Il caldo sta letteralmente soffocando la Sicilia da diverse settimane a questa parte. Le altissime temperature, con anche ieri punte da 45° in svariate zone dell’Isola, hanno provocato numerosi incendi, tra cui quello più grave a Castronovo di Sicilia, con le fiamme che hanno anche avvolto il potabilizzatore Fanaco lasciando 20 comuni senz’acqua. Ma il caldo darà tregua oppure no alla Trinacria? Per quanto ci sarà ancora da soffrire e aggrapparsi a condizionatori e ventilatori per trovare un po’ di refrigerio?

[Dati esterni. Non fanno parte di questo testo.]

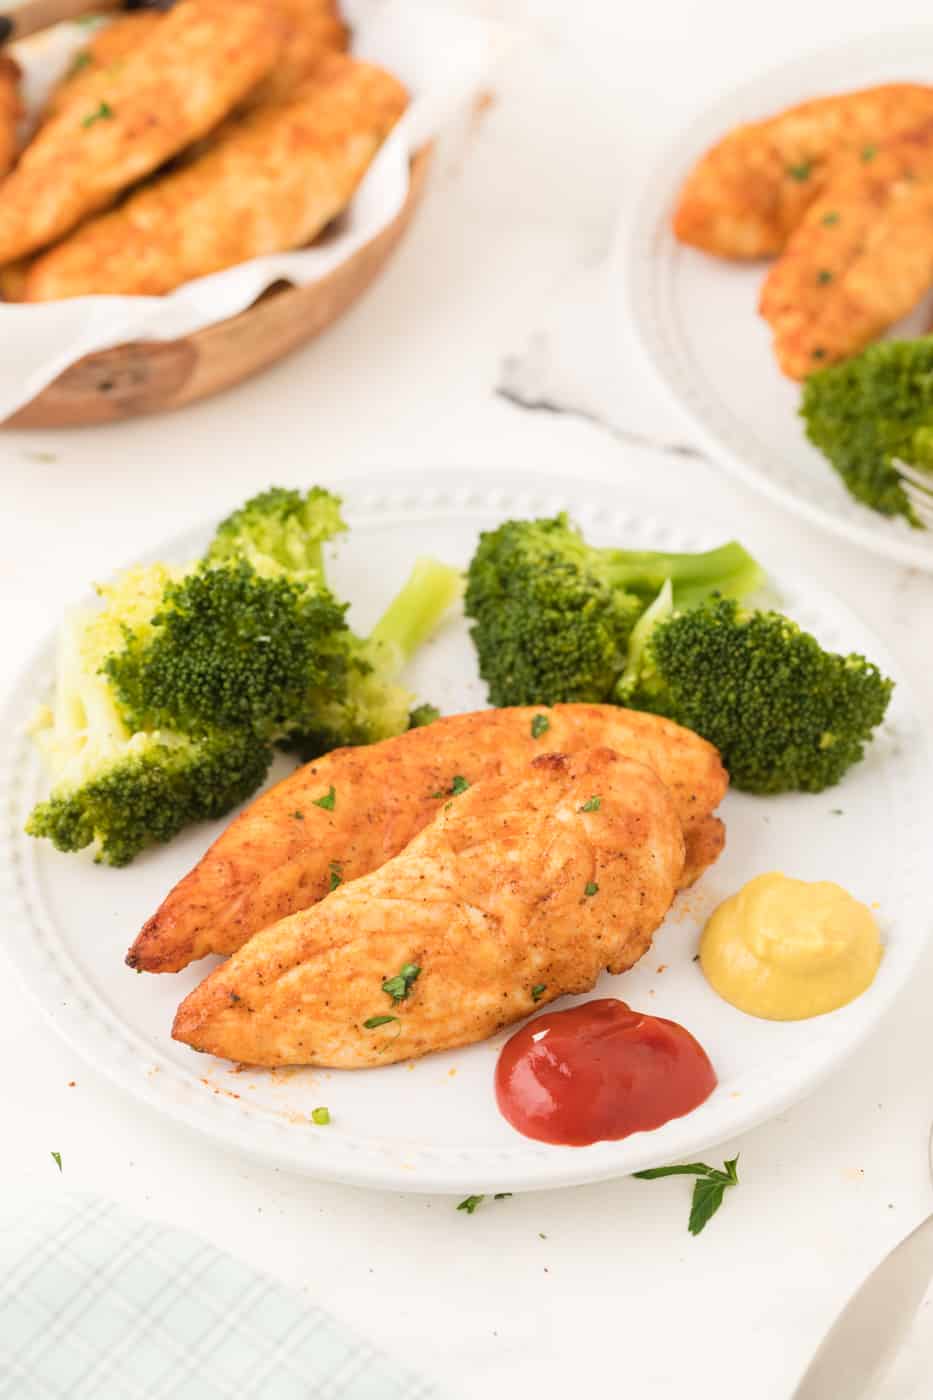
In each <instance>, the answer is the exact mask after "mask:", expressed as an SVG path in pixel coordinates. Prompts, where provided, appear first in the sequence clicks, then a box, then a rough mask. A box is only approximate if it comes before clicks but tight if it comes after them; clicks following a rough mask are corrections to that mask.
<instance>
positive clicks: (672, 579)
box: [465, 515, 761, 706]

Lo abbiamo chiesto a Marcello Consolo, esperto di Brevimeteo-MetEvolution, che ai microfoni del QdS ha fatto il punto della situazione anche a lungo termine, prospettando quello che potrebbe riservarci agosto 2026.
“Ecco cosa ci aspetta nell’ultima settimana di luglio: da mercoledì stop al caldo estremo, occhio a precipitazioni”
“Ci aspetta ancora qualche giorno di afa intensa sulla Sicilia, territorio dove a breve l’influenza di correnti fresche settentrionali ridurrà notevolmente il campo termico – esordisce Consolo – Difatti, i giorni del Solleone, che identificano la fase più calda del periodo estivo, dal 23 luglio al 23 agosto, quest’anno saranno caratterizzati da un clima più mite. La presenza del mite anticiclone delle Azzorre richiamerà correnti più fresche settentrionali sul Mediterraneo, sia favorendo notevolmente la riduzione del caldo africano, ma contemporaneamente producendo un forte contrasto di calore in quota tale da determinare fenomeni intensi e significativi, specie sulle aree settentrionali e centrali della penisola. Da venerdì 24 luglio, probabilmente anche sul territorio siciliano si svilupperanno degli impulsi instabili, con la formazione di densi corpi nuvolosi associati a probabili fasi di deboli e brevi precipitazioni È necessario attendere la notte di martedì per ritrovare la dovuta serenità termica che tutti desideriamo dopo questa prolungata e persistente bolla di calore africano”.
“Estate 2026 calda ma non paragonabile a quella del 2003”
Luglio è ormai agli sgoccioli, con agosto alle porte: innegabile che, tra gli abitanti dell’Isola, vi sia il timore che il caldo possa addirittura peggiorare in quello che rappresenta il mese clou della stagione estiva. “L’estate 2026 si sta manifestando calda ma non è paragonabile a quella del 2003 che durò ad oltranza per sei mesi senza alcuna pausa – smorza il pessimismo Consolo – Le ondate di calore africano del periodo sono state temporanee esplosioni che ovviamente hanno prodotto valori termici estremi, situazione che fortunatamente verrà bloccata dal transito del fronte freddo settentrionale che determinerà un generale refrigerio dell’aria come dicevamo poc’anzi. Quindi il mese di luglio, dal 24 in Sicilia, si concluderà molto probabilmente interessato da momenti di instabilità atmosferica associati a fenomeni locali intensi e di rilevante importanza come piogge e temporali”. Ma perchè sta facendo così caldo? La risposta dell’esperto previsore è chiara. “Il sole sta scaldando con continuità la superficie della Terra ed il mare produce un elevato tasso di umidità nell’aria. Quando l’aria fresca si scontra con una corrente calda la transazione è spesso brusca e significativa, tale da scatenare violenti acquazzoni con improvvise folate di vento. Si formano i cosiddetti “Downburst”, che sono violenti getti di aria fresca che cadono dalle nubi perpendicolarmente al suolo dove si allargano rischiando di fare enormi danni su zone molto ristrette. Scenari che molto probabilmente interesseranno questi ultimi giorni di luglio e la seconda parte del mese di agosto”.
“Possibili colpi di scena ad agosto: clima più fresco in Sicilia”
Quali caratteristiche assumerà il mese di agosto? La risposta di Marcello Consolo ci sorprende: “Il mese di agosto molto probabilmente ci riserverà un colpo di scena – conclude – Le previsioni a medio termine, seppur ancora con una media attendibilità, ci indirizzano verso una decisa spinta anticiclonica africana che si dirige verso il settore del centro Europa, lasciando spazio al transito di correnti più fresche sul territorio nazionale. Ovviamente con il passaggio di corrente più fresche ed istabili, il resto del periodo estivo sarebbe con molta probabilità caratterizzato da un clima più fresco con locali fenomeni metereologici da moderati a forte intensità da nord a sud. Le temperature comunque si manterranno tipicamente estive ma non saranno estreme e ci permetteranno di respirare e dormire sonni tranquilli”.